Chaque mercredi, nous vous proposons de découvrir ou redécouvrir un film américain passé inaperçu lors de sa sortie.
Sans motif apparent de Bob Rafelson
Au début des années soixante-dix en Amérique, une nouvelle génération de cinéastes prend le pouvoir. Le journaliste Peter Biskind appellera cela « le nouvel Hollywood » et le livre au titre éponyme qu’il a publié voici quelques années est indispensable pour comprendre ce qui s’est alors passé dans les coulisses et sur les écrans. Cette liberté créatrice – autant dans les formes que dans les sujets abordés – se terminera à la fin de la décennie avec une reprise en main des grands studios et une mise au pas des artistes sur l’autel de la rentabilité et la tyrannie des effets spéciaux imposée par les succès de George Lucas et Steven Spielberg. Ironie de l’histoire : ces deux-là avaient fait leurs premiers pas dans la mouvance de ce nouvel Hollywood aux côtés de leurs amis Francis Ford Coppola, Martin Scorsese ou Brian de Palma. Ceux-là ont survécu artistiquement et commercialement avec plus (Scorsese) ou moins (Coppola) de bonheur, mais d’autres petits prodiges de l’époque comme Peter Bodganovich (La Dernière séance), William Friedkin (French Connection, L’Exorciste) ou Bob Rafelson tombèrent dans l’anonymat en devenant de simples employés de la grande machine hollywoodienne. Qui se souvient que c’est ce dernier qui lança réellement la carrière de Jack Nicholson en le faisant tourner dans sa première réalisation (Head en 1968, juste avant que l’acteur ne décroche un petit rôle dans Easy Rider) et surtout en lui confiant le rôle principal de Cinq pièces faciles en 1970 (pour lequel Nicholson obtient un Golden Globe et une nomination aux Oscars) et The King of Marvin Gardens en 1972 ? Nicholson signait là deux superbes compositions, pleines de finesse et de mélancolie, loin des numéros de cabotinage qui gâcheront souvent sa filmographie. Rafelson le retrouvera dans Le Facteur sonne toujours deux fois en 1981 (resté célèbre pour la scène d’amour sur une table avec Jessica Lange), puis dans Man Trouble en 1996 et Blood & Wine en 1997 qui passeront inaperçus.

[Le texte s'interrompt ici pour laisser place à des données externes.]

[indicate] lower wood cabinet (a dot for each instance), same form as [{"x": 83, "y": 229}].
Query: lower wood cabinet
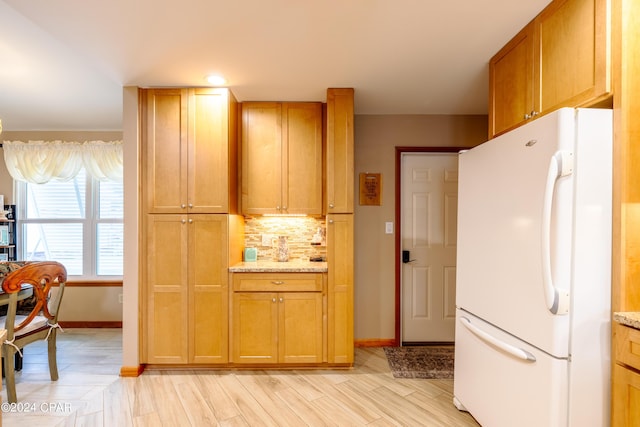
[
  {"x": 625, "y": 410},
  {"x": 278, "y": 318},
  {"x": 626, "y": 403}
]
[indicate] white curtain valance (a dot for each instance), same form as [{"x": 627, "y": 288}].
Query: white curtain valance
[{"x": 38, "y": 162}]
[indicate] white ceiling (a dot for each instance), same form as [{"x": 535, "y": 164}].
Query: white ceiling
[{"x": 63, "y": 62}]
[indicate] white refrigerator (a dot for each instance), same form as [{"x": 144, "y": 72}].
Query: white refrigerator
[{"x": 532, "y": 345}]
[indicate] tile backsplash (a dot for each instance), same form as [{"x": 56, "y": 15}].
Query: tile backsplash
[{"x": 298, "y": 230}]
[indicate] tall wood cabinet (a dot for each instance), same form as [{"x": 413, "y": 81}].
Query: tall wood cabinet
[
  {"x": 626, "y": 212},
  {"x": 339, "y": 208},
  {"x": 340, "y": 288},
  {"x": 190, "y": 150},
  {"x": 281, "y": 158},
  {"x": 560, "y": 59},
  {"x": 339, "y": 187},
  {"x": 190, "y": 232}
]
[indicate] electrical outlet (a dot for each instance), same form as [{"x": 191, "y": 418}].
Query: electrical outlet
[{"x": 267, "y": 239}]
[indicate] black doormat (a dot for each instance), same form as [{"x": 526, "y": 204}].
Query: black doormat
[{"x": 426, "y": 362}]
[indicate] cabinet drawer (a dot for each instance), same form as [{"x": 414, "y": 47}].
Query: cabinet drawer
[
  {"x": 628, "y": 346},
  {"x": 277, "y": 282}
]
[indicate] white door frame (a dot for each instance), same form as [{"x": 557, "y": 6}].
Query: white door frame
[{"x": 398, "y": 237}]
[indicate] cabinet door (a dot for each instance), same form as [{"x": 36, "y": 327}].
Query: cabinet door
[
  {"x": 300, "y": 336},
  {"x": 210, "y": 168},
  {"x": 302, "y": 158},
  {"x": 164, "y": 138},
  {"x": 625, "y": 411},
  {"x": 255, "y": 327},
  {"x": 261, "y": 158},
  {"x": 340, "y": 288},
  {"x": 573, "y": 54},
  {"x": 339, "y": 191},
  {"x": 208, "y": 288},
  {"x": 165, "y": 328},
  {"x": 511, "y": 83}
]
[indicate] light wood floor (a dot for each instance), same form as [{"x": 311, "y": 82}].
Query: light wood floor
[{"x": 90, "y": 393}]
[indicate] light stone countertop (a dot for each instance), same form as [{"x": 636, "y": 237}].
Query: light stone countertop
[
  {"x": 629, "y": 318},
  {"x": 297, "y": 266}
]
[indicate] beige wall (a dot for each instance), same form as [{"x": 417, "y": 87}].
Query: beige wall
[{"x": 375, "y": 140}]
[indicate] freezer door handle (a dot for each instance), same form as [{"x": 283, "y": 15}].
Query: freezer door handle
[
  {"x": 557, "y": 300},
  {"x": 490, "y": 339}
]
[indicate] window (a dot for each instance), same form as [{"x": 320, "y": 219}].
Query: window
[{"x": 76, "y": 222}]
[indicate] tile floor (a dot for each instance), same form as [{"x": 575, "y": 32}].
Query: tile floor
[{"x": 89, "y": 360}]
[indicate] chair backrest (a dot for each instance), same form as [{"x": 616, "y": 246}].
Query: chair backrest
[{"x": 42, "y": 276}]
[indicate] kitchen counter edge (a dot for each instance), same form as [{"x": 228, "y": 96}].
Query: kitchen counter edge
[{"x": 279, "y": 267}]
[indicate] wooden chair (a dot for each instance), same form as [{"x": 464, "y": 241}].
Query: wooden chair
[{"x": 40, "y": 324}]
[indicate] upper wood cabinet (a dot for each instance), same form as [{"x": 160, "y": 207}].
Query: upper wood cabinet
[
  {"x": 281, "y": 158},
  {"x": 190, "y": 153},
  {"x": 560, "y": 59},
  {"x": 339, "y": 151},
  {"x": 511, "y": 83}
]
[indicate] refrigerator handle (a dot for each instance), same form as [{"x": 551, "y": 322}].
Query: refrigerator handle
[
  {"x": 557, "y": 300},
  {"x": 490, "y": 339}
]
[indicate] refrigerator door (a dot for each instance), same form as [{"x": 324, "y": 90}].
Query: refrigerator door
[
  {"x": 516, "y": 226},
  {"x": 504, "y": 382}
]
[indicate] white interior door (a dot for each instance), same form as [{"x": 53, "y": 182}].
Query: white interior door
[{"x": 429, "y": 216}]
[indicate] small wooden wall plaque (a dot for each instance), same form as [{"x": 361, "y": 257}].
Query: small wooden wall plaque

L’univers et l’inspiration de Rafelson ne sont plus au rendez-vous, mais même dans des films de commande (le thriller La Veuve noire en 1986, le film d’aventures Aux Sources du Nil en 1990), la patte du cinéaste est intacte. En témoigne encore Sans motif apparent, son dernier film en date, réalisé en 2002 (!) et qui ne connut pas de sortie en salles chez nous malgré un casting réunissant Samuel L. Jackson et Milla Jovovich. Un flic profite de quelques jours de congé pour enquêter sur la possible fugue de la fille d’une amie et voisine. En aidant une vieille dame du quartier à porter ses courses sous une pluie diluvienne, il ne se doute pas qu’il va se jeter dans la gueule du loup. Car le paisible couple de retraités est aussi le complice d’un gang sans foi ni loi. Adapté d’une nouvelle de Dashiell Hammet, Sans motif apparent comporte toutes les figures du film noir : truand machiavélique, petite frappe psychotique, femme fatale, prise d’otage, chantage, manipulations… Alternant huis clos et casse, le film déploie un suspense et une tension qui ne se démentent jamais. La mise en scène au cordeau de Bob Rafelson est au service d’interprètes épatants comme Samuel L. Jackson ou Stellan Skarsgard. Surtout, Sans Motif apparent révéla le talent d’actrice de l’ex-mannequin serbo-ukrainien Milla Jovovich qui montrait qu’elle peut jouer autre chose qu’une Jeanne d’Arc épileptique ou une tueuse de vampires pour être époustouflante de bout en bout.